The Data Availability Problem

1/2/2024, 2:21:11 PM

Beginner

This article delves into the issue of data availability and how it impacts the scalability of Ethereum.

How can peers in a blockchain network be sure that all the data of a newly proposed block is available? And why does it matter?

In this post, we delve into the details of the data availability problem and how it can impact scaling on Ethereum.

What is the Data Availability problem?

The Data Availability (DA) problem: How can peers in a blockchain network be sure that all the data of a newly proposed block is actually available? If the data is not available, the block might contain malicious transactions which are being hidden by the block producer. Even if the block contains non-malicious transactions, hiding them might compromise the security of the system.

To provide an example, suppose Alice is an operator of a ZK-Rollup (ZKR). She submits a ZK-Proof on Ethereum which is verified. If she does not submit all the transactional data on Ethereum, although her proof proves that all state transitions taken in the rollup are valid, still users of the rollup might be in the dark about their current account balances. The submitted proof sheds no light on the current states because of the Zero-Knowledge nature of it.
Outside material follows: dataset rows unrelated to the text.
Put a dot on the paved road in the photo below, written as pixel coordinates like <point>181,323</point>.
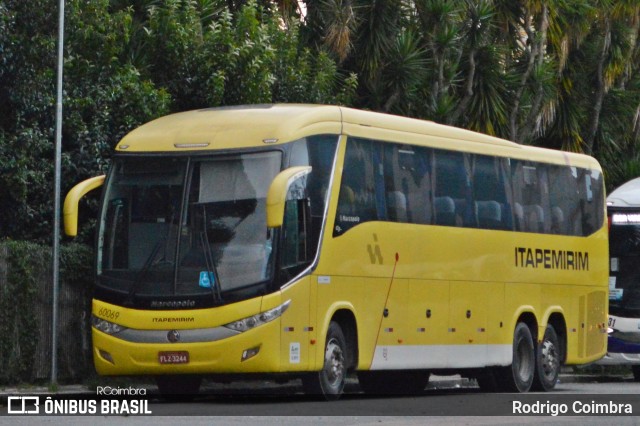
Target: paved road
<point>446,403</point>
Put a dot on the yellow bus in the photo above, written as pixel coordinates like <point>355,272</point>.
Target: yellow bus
<point>314,242</point>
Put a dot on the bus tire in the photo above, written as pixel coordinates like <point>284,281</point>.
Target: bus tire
<point>486,379</point>
<point>178,387</point>
<point>548,358</point>
<point>394,382</point>
<point>329,381</point>
<point>518,377</point>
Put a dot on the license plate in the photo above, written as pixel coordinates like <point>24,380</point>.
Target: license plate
<point>176,357</point>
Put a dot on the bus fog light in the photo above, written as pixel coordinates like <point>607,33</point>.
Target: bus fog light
<point>106,356</point>
<point>249,353</point>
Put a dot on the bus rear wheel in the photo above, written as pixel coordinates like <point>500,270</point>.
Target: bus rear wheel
<point>329,381</point>
<point>548,358</point>
<point>518,377</point>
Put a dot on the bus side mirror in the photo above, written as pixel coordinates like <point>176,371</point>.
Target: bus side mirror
<point>282,188</point>
<point>70,209</point>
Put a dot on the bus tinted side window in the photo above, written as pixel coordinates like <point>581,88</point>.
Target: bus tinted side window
<point>357,200</point>
<point>453,194</point>
<point>530,196</point>
<point>492,207</point>
<point>408,183</point>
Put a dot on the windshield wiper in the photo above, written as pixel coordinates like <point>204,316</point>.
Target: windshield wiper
<point>143,271</point>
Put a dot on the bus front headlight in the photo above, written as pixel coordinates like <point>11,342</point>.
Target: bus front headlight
<point>106,326</point>
<point>258,319</point>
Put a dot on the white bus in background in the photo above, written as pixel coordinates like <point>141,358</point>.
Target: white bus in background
<point>623,211</point>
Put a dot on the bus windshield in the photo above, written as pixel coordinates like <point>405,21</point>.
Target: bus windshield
<point>185,228</point>
<point>624,246</point>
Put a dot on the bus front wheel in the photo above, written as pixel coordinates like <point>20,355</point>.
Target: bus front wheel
<point>548,360</point>
<point>329,381</point>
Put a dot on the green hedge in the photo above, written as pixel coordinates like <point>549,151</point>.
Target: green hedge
<point>26,300</point>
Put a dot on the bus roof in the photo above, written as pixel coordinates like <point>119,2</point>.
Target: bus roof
<point>626,195</point>
<point>249,126</point>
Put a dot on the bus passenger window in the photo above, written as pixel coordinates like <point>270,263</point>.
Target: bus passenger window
<point>452,180</point>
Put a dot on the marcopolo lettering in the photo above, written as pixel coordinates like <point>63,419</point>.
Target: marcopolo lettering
<point>526,257</point>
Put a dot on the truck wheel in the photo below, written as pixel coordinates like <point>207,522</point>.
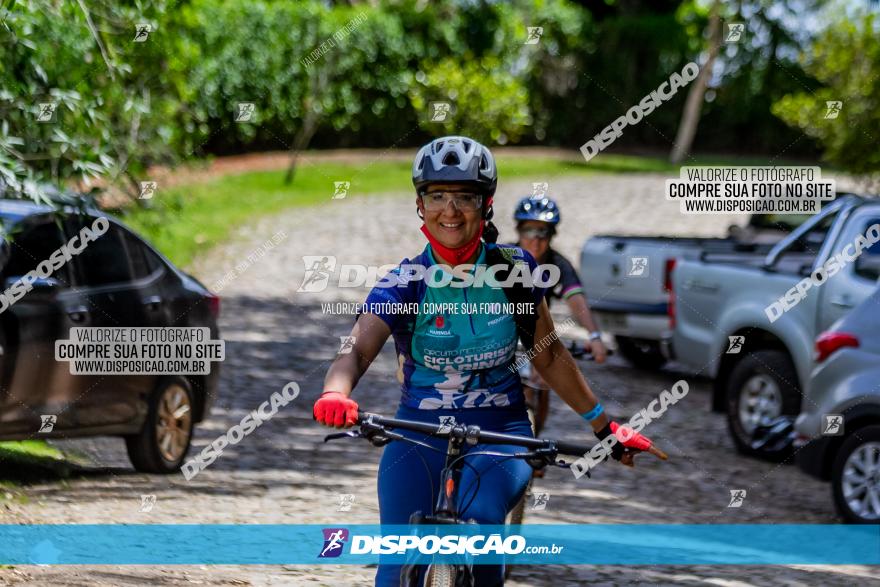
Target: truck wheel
<point>163,442</point>
<point>761,387</point>
<point>855,477</point>
<point>644,354</point>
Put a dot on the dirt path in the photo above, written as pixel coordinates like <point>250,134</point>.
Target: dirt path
<point>282,473</point>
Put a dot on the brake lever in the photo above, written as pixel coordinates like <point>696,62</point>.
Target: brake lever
<point>347,434</point>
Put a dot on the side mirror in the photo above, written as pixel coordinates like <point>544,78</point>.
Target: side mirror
<point>39,283</point>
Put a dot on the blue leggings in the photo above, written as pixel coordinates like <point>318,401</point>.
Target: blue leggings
<point>407,485</point>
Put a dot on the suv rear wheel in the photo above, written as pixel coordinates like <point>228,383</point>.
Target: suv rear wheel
<point>761,387</point>
<point>164,440</point>
<point>855,477</point>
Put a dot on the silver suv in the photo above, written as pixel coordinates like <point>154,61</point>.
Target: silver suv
<point>838,431</point>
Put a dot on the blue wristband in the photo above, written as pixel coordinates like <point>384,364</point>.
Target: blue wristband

An analogous example exists in the Optimistic Rollup (OPR) setting, where Alice submits an assertion on Ethereum, but none of the participants of the OPR can challenge it because the transactional data is not available and hence they are unable to recalculate or challenge the assertion.

To counter the above scenarios, both OPR and ZKR designs mandate operators to submit all transactional details on Ethereum as ‘calldata’. While this makes them evade the DA problem in the short term, as the number of transactions grows inside rollups, the amount of data that needs to be submitted would also grow, limiting the amount of scaling that these rollups can offer.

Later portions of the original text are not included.